Three test environments are described in ISO 15156 part 3. If the intent is to replicate well conditions, then type 1 environment is more suitable with partial pressures of H2S and CO2 and the test pH equal to the intended service. Upon successful qualification the material can be used for environments equal to or less severe than test environment. As an example, lower partial pressures of H2S and CO2, low chlorides, higher pH would categories an environment as less severe.

Step 6

While prequalification of a material for the intended well service environment is an important step for the material selection, it is also recommended to focus on test qualification, QAQC aspects and thereafter quality control plan for the production. The other important aspects to consider are the nature of the annulus, workovers, stimulation fluids that should be considered and to ensure that cracking or unacceptable corrosion are not caused by these fluids. The fluids designed for use as workover-, packer-, and proposed acid stimulation fluids, plus any stable chemical additives, should be pre-qualified by suitable testing.

Conclusions and closing remarks

At WellPerform, we believe the above holistic approach is required to properly address this complex topic of metallurgy selection for HPHT wells.

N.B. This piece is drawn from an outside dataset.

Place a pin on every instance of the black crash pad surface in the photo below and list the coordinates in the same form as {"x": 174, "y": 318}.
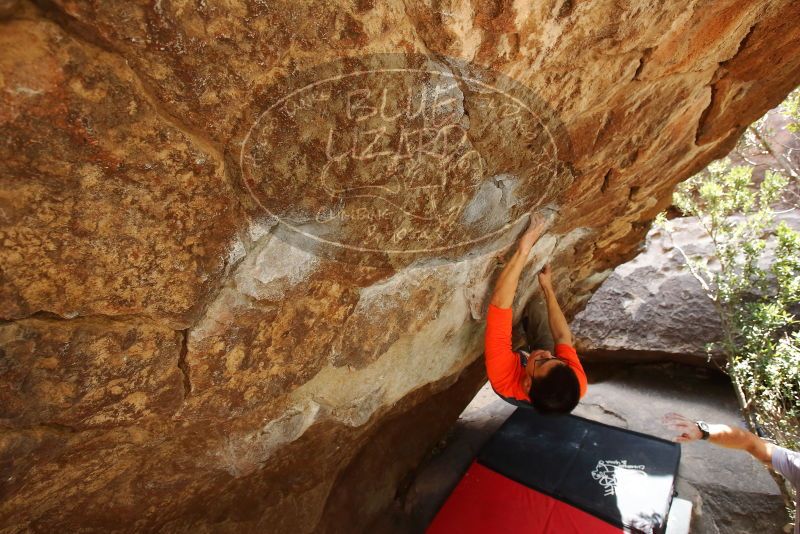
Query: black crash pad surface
{"x": 623, "y": 477}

The proposed approach is also valid for geothermal wells, both normal and high temperature albeit often the corrosion and cracking challenges from a geothermal environment are not as severe and complex due to reasons like pressure driven well loads not being as high.

In addition, we also believe that optimized well design to minimize flow-wet sections and thorough understanding of well loads etc., is important to select proper material weight/grade, carry out appropriate risk assessment and to determine fit-for-purpose qualification requirements. This rigorous approach should not be limited to pre-qualification but should be equally carried through and implemented for the OCTG production stage and for accessories qualification.

The above proposed approach was successfully followed by WellPerform on recent HPHT well projects deliveries for operators in Europe and South Asia. The context is complex, and the building blocks help add robustness to the well architecture and extend the well service life while helping to unlock the hydrocarbons for sustained long term production.